|
Submitted by Assigned_Reviewer_1
Q1: Comments to author(s). First provide a summary of the paper, and then address the following criteria: Quality, clarity, originality and significance. (For detailed reviewing guidelines, see http://nips.cc/PaperInformation/ReviewerInstructions)
This paper presents a recurrent convolutional neural network for semantic image segmentation to encode and take advantage of contextual relationships. The method is basically a combination of [13] where a very similar RCNN is used for object recognition, and [4] from which the multi-scale pipeline is inspired. Thus, technically, the paper is not very novel (Sec. 3.1. is much the same as in previous works - maybe that should be stated more clearly; the combination can be seen as a novelty of course). However, the paper is well executed, very easy and clear to read, largely well written and provides a seemingly fair evaluation to state-of-the-art. Some recent works or interesting evaluations could be added, see below. Results are shown on the Sift Flow and the Stanford Background dataset where the proposed technique outperforms state-of-the-art using a limited number of training data for all approaches (limited by these datasets). Also, parameter ablation studies are conducted to some extend. The method is very efficient.
Detailed comments:
- The related work section could be written more sharply. It is not always crystal clear what the differences are with respect to the closest related works.

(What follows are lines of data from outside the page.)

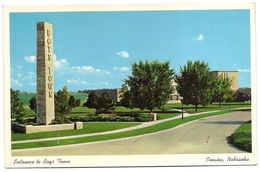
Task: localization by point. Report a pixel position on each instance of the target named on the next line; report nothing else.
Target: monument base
(20, 128)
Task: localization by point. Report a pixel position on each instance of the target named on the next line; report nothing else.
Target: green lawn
(150, 129)
(242, 138)
(87, 129)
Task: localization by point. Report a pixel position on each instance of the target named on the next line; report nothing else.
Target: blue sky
(94, 50)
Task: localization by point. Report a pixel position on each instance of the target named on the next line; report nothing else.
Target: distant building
(114, 93)
(244, 94)
(232, 75)
(175, 96)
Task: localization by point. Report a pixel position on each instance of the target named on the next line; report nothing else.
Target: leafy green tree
(17, 109)
(222, 91)
(32, 104)
(195, 83)
(127, 100)
(92, 101)
(62, 102)
(73, 102)
(66, 92)
(105, 103)
(150, 83)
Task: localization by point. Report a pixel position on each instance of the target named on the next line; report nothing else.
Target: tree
(150, 84)
(32, 104)
(92, 101)
(17, 109)
(105, 103)
(127, 100)
(66, 92)
(222, 91)
(73, 102)
(62, 102)
(195, 83)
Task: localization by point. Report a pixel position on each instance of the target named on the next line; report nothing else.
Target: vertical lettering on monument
(45, 79)
(49, 54)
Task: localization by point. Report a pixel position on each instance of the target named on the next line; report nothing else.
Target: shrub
(243, 140)
(143, 118)
(60, 119)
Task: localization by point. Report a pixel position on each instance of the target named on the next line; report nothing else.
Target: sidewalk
(142, 125)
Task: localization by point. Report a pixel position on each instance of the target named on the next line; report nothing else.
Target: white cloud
(200, 37)
(32, 83)
(30, 59)
(243, 70)
(121, 68)
(103, 83)
(123, 54)
(59, 63)
(15, 82)
(88, 68)
(76, 67)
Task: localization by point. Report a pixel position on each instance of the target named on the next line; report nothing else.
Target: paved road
(208, 135)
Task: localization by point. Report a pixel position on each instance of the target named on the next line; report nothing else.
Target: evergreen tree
(32, 104)
(195, 83)
(92, 101)
(150, 83)
(222, 91)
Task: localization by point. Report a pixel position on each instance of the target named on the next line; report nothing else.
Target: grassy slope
(87, 129)
(242, 138)
(150, 129)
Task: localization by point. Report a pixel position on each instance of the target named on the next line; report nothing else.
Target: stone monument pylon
(45, 79)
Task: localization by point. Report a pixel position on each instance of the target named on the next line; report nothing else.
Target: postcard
(130, 85)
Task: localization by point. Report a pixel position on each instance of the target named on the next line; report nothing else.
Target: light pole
(181, 98)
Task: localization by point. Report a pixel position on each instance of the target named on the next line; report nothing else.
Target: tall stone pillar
(45, 79)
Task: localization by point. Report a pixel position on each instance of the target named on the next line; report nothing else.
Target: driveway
(209, 135)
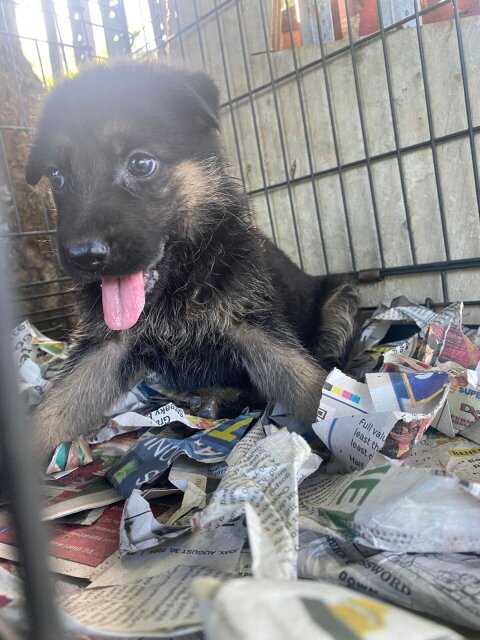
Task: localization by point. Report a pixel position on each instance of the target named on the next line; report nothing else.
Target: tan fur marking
(199, 183)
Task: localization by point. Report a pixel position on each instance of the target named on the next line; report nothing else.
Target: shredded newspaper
(165, 523)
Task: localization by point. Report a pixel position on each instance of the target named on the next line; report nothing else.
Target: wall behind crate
(386, 195)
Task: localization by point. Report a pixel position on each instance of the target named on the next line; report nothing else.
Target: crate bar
(415, 269)
(229, 94)
(306, 135)
(255, 123)
(431, 131)
(157, 19)
(60, 43)
(376, 158)
(82, 31)
(193, 25)
(115, 27)
(19, 476)
(20, 232)
(333, 129)
(466, 93)
(42, 40)
(467, 303)
(37, 49)
(12, 127)
(364, 133)
(4, 162)
(287, 183)
(179, 31)
(335, 54)
(199, 32)
(49, 19)
(396, 136)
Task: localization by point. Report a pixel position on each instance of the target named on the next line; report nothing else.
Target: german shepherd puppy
(173, 275)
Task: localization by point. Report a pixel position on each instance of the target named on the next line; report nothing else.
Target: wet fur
(227, 309)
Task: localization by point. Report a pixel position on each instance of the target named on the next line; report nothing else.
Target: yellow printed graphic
(361, 616)
(464, 453)
(229, 433)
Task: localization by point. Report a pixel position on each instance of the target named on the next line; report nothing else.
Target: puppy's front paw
(47, 433)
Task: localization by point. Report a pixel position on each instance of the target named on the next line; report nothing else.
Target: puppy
(173, 275)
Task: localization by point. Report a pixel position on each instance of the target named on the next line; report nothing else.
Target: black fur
(227, 308)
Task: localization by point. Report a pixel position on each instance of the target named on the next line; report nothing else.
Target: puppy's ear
(206, 99)
(35, 164)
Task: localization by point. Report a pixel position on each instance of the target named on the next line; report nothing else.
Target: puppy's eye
(56, 177)
(141, 165)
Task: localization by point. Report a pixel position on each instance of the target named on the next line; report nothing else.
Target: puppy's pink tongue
(123, 300)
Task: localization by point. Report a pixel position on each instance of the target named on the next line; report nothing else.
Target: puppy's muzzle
(89, 256)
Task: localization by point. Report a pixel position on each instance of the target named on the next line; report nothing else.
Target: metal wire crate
(359, 148)
(359, 154)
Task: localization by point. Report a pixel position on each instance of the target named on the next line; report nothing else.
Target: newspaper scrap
(264, 484)
(444, 585)
(153, 455)
(402, 308)
(129, 421)
(33, 353)
(218, 549)
(152, 607)
(388, 413)
(448, 348)
(140, 528)
(457, 456)
(247, 609)
(75, 550)
(379, 508)
(221, 498)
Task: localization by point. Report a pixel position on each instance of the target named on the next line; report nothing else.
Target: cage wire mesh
(354, 126)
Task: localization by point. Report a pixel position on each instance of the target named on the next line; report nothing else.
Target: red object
(465, 8)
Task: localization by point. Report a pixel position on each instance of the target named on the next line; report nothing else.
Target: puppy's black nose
(88, 256)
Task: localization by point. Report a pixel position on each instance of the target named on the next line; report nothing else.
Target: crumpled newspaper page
(255, 500)
(394, 507)
(388, 413)
(445, 585)
(33, 355)
(219, 549)
(244, 609)
(75, 550)
(154, 454)
(436, 383)
(153, 607)
(457, 456)
(263, 484)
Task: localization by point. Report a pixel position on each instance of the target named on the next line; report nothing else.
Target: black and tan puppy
(173, 274)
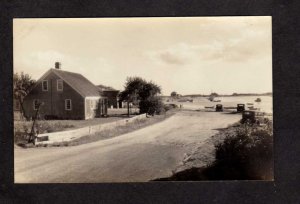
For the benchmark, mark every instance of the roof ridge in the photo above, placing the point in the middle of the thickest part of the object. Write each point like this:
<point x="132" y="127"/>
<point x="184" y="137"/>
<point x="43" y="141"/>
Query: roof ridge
<point x="70" y="84"/>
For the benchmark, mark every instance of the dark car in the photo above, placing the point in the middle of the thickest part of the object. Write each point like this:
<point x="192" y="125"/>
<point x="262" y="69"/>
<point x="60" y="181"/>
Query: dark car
<point x="240" y="107"/>
<point x="248" y="116"/>
<point x="255" y="117"/>
<point x="219" y="108"/>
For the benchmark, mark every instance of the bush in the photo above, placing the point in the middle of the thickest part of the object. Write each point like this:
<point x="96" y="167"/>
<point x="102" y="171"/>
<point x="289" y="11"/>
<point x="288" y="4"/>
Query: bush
<point x="247" y="154"/>
<point x="151" y="106"/>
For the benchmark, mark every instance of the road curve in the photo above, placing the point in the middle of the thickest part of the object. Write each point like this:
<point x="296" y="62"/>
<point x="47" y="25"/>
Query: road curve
<point x="142" y="155"/>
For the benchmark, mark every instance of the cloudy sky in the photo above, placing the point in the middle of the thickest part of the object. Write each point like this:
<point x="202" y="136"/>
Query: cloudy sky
<point x="194" y="55"/>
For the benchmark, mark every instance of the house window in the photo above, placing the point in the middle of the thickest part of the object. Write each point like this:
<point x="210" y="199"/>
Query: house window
<point x="68" y="104"/>
<point x="59" y="85"/>
<point x="35" y="104"/>
<point x="45" y="85"/>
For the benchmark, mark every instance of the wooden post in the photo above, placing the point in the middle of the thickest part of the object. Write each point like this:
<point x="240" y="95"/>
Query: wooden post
<point x="32" y="134"/>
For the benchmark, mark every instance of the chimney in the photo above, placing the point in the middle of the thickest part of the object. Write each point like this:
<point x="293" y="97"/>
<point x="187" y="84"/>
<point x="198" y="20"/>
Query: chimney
<point x="57" y="65"/>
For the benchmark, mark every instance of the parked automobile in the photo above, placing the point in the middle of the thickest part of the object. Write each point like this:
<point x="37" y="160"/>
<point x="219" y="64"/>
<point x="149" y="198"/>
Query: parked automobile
<point x="219" y="108"/>
<point x="240" y="107"/>
<point x="255" y="117"/>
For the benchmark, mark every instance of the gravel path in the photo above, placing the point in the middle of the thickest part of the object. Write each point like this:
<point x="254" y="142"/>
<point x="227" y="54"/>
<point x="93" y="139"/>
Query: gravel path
<point x="152" y="152"/>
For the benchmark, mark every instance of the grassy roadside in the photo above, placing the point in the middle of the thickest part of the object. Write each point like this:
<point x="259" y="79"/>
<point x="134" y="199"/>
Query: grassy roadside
<point x="240" y="152"/>
<point x="110" y="133"/>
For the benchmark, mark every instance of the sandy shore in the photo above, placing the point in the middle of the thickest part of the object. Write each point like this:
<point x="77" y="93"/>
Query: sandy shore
<point x="152" y="152"/>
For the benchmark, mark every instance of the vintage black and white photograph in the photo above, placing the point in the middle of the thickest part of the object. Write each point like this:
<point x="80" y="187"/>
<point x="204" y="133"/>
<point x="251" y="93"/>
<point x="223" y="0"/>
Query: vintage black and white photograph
<point x="142" y="99"/>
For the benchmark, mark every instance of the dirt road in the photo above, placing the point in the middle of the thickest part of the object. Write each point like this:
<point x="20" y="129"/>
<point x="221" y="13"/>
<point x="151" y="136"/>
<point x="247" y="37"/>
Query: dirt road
<point x="142" y="155"/>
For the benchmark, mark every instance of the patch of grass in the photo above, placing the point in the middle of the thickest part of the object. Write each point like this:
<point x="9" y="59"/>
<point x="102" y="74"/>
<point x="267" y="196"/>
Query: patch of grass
<point x="117" y="131"/>
<point x="245" y="153"/>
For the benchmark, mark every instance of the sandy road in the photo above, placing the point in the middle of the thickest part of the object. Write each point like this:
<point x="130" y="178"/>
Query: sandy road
<point x="142" y="155"/>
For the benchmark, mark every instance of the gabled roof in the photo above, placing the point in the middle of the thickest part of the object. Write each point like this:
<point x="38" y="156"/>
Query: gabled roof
<point x="105" y="88"/>
<point x="81" y="84"/>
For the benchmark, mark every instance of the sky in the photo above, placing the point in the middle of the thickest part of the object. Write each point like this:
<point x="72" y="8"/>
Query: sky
<point x="189" y="55"/>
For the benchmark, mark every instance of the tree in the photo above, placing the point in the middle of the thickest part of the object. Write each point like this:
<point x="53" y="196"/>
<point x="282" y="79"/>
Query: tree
<point x="214" y="94"/>
<point x="22" y="84"/>
<point x="173" y="94"/>
<point x="143" y="93"/>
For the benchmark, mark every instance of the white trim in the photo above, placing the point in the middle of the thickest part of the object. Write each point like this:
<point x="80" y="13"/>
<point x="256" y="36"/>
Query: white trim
<point x="93" y="97"/>
<point x="43" y="85"/>
<point x="62" y="84"/>
<point x="34" y="100"/>
<point x="66" y="104"/>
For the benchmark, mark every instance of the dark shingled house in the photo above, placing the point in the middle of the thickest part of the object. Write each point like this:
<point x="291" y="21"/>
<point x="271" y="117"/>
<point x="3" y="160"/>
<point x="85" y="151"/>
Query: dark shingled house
<point x="65" y="95"/>
<point x="111" y="94"/>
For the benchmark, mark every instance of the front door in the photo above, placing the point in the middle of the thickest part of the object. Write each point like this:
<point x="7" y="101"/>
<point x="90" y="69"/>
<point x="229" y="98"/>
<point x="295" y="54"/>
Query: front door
<point x="103" y="106"/>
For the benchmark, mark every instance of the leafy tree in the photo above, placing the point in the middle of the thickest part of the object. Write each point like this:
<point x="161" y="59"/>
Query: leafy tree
<point x="214" y="94"/>
<point x="174" y="94"/>
<point x="143" y="93"/>
<point x="22" y="84"/>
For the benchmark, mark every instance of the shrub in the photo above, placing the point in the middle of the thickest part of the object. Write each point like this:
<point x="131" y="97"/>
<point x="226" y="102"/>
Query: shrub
<point x="151" y="106"/>
<point x="247" y="154"/>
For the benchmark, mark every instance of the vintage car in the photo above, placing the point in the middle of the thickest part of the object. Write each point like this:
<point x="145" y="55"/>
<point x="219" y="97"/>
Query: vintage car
<point x="240" y="107"/>
<point x="254" y="117"/>
<point x="219" y="108"/>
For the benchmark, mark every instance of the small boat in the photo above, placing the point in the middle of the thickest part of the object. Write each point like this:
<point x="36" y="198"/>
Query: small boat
<point x="258" y="100"/>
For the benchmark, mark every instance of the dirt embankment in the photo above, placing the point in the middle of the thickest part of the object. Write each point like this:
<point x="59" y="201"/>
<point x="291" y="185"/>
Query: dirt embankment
<point x="142" y="155"/>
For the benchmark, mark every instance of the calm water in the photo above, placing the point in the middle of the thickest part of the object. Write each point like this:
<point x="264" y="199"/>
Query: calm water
<point x="266" y="104"/>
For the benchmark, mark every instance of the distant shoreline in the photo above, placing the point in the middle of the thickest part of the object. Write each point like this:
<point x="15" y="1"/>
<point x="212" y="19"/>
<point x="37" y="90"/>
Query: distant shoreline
<point x="232" y="95"/>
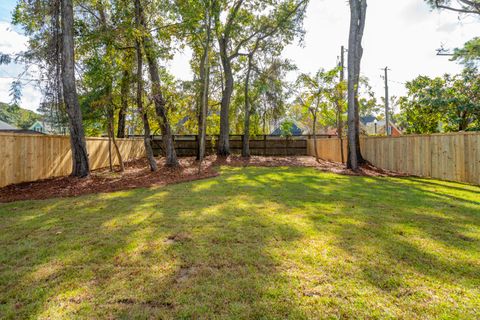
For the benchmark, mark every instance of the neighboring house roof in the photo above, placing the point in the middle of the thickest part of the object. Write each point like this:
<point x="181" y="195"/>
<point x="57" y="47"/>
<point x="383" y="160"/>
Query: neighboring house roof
<point x="295" y="131"/>
<point x="371" y="129"/>
<point x="6" y="127"/>
<point x="21" y="131"/>
<point x="367" y="119"/>
<point x="37" y="124"/>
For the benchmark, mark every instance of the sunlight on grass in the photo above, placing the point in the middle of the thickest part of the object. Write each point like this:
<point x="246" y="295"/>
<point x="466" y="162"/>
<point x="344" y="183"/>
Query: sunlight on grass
<point x="252" y="243"/>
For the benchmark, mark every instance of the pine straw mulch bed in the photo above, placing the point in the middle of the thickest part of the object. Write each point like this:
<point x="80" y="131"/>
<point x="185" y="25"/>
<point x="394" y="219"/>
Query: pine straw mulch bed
<point x="137" y="175"/>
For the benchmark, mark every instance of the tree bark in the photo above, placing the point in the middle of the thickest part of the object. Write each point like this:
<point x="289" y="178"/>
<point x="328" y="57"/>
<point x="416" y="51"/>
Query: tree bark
<point x="205" y="85"/>
<point x="111" y="134"/>
<point x="224" y="139"/>
<point x="146" y="125"/>
<point x="80" y="166"/>
<point x="122" y="113"/>
<point x="158" y="99"/>
<point x="357" y="25"/>
<point x="315" y="147"/>
<point x="246" y="133"/>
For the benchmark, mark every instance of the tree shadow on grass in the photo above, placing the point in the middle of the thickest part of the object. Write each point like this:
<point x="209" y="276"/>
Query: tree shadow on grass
<point x="233" y="247"/>
<point x="417" y="247"/>
<point x="159" y="253"/>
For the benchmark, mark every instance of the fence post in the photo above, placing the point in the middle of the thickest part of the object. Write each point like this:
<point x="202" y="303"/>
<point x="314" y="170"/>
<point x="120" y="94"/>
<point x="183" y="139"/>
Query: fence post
<point x="264" y="145"/>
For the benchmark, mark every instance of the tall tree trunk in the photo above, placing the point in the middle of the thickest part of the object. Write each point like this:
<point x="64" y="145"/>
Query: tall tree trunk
<point x="80" y="167"/>
<point x="158" y="99"/>
<point x="224" y="139"/>
<point x="111" y="134"/>
<point x="146" y="125"/>
<point x="205" y="79"/>
<point x="315" y="147"/>
<point x="246" y="132"/>
<point x="122" y="113"/>
<point x="358" y="10"/>
<point x="340" y="129"/>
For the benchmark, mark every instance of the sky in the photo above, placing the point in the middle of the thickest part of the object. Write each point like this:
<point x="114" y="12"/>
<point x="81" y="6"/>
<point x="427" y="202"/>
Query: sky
<point x="402" y="35"/>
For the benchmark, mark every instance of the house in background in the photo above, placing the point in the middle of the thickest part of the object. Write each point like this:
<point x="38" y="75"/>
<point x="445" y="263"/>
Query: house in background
<point x="5" y="127"/>
<point x="294" y="130"/>
<point x="45" y="127"/>
<point x="372" y="127"/>
<point x="38" y="127"/>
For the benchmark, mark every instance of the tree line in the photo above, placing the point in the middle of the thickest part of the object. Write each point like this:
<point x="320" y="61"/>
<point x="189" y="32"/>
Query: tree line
<point x="102" y="69"/>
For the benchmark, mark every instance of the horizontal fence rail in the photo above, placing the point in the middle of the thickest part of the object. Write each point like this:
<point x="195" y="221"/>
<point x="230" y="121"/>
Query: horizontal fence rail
<point x="264" y="145"/>
<point x="25" y="158"/>
<point x="28" y="157"/>
<point x="453" y="157"/>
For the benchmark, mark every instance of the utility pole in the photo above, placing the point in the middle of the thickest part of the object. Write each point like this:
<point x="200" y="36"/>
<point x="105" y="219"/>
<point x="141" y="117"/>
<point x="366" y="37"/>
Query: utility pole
<point x="387" y="105"/>
<point x="339" y="111"/>
<point x="342" y="64"/>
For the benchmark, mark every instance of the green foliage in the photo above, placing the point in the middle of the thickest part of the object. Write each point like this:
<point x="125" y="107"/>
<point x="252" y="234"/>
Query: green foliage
<point x="469" y="55"/>
<point x="286" y="128"/>
<point x="18" y="117"/>
<point x="448" y="103"/>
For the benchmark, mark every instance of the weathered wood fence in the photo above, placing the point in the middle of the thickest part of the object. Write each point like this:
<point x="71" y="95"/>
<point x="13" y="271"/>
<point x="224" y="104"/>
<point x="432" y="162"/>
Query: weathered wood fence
<point x="264" y="145"/>
<point x="25" y="158"/>
<point x="454" y="157"/>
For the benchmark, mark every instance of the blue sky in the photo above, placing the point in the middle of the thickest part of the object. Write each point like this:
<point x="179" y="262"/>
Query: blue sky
<point x="400" y="34"/>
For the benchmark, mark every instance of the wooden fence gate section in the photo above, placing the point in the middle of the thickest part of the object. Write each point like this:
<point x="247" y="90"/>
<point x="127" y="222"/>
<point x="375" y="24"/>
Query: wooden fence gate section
<point x="186" y="146"/>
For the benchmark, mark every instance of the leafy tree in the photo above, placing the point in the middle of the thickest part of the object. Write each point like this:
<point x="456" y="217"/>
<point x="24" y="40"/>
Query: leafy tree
<point x="450" y="103"/>
<point x="17" y="116"/>
<point x="315" y="96"/>
<point x="277" y="31"/>
<point x="358" y="10"/>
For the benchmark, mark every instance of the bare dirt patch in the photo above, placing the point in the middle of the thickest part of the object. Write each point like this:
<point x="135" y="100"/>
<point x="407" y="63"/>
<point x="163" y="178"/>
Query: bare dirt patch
<point x="138" y="175"/>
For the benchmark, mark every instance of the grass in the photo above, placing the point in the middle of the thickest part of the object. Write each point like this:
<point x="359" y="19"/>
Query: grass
<point x="255" y="243"/>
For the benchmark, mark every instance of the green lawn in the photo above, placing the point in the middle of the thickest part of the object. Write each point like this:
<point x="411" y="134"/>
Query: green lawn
<point x="255" y="243"/>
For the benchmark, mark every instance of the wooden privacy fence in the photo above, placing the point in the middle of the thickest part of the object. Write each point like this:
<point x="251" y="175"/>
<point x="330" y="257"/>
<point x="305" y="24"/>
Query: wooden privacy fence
<point x="264" y="145"/>
<point x="25" y="158"/>
<point x="454" y="157"/>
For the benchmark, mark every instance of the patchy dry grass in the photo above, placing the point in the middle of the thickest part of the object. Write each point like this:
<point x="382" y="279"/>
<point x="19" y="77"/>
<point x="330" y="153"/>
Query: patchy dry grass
<point x="253" y="243"/>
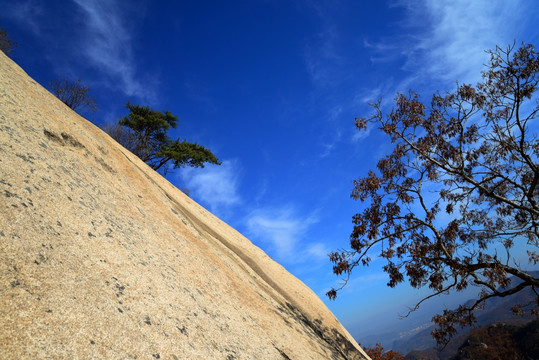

- Results on PASCAL VOC could be added as most recent segmentation works evaluate on those datasets.
- l.276 is very vague and should be made more clear.
- Table 1: Why are only \gamma \in {0,1} considered? The paper could provide experiments/plots with varying gammas.
- page 7: The ordering of text/plots/tables should be changed to have less interleaving text/plots/tables.
- The model mentioned in l.387 should be added to the table, maybe with a footnote that it uses different training data or a line break.
- Some further qualitative analysis would be nice if it fits.
- This recent work seems to be missing (the first one provides even stronger results on Stanford Background):
Feedforward semantic segmentation with zoom-out features Mohammadreza Mostajabi, Payman Yadollahpour and Gregory Shakhnarovich Toyota Technological Institute at Chicago
@inproceedings{crfasrnn_arXiv2015,
author = {Shuai Zheng and Sadeep Jayasumana and Bernardino Romera-Paredes and Vibhav Vineet and Zhizhong Su and Dalong Du and Chang Huang and Philip Torr},
title = {Conditional Random Fields as Recurrent Neural Networks},
booktitle = {arXiv:1502.03240}, year = {2015}
}
Q2: Please summarize your review in 1-2 sentences
The paper is well executed and provides a principled combination of two existing techniques. The results seem convincing, up to some additional studies which would benefit the paper (see below).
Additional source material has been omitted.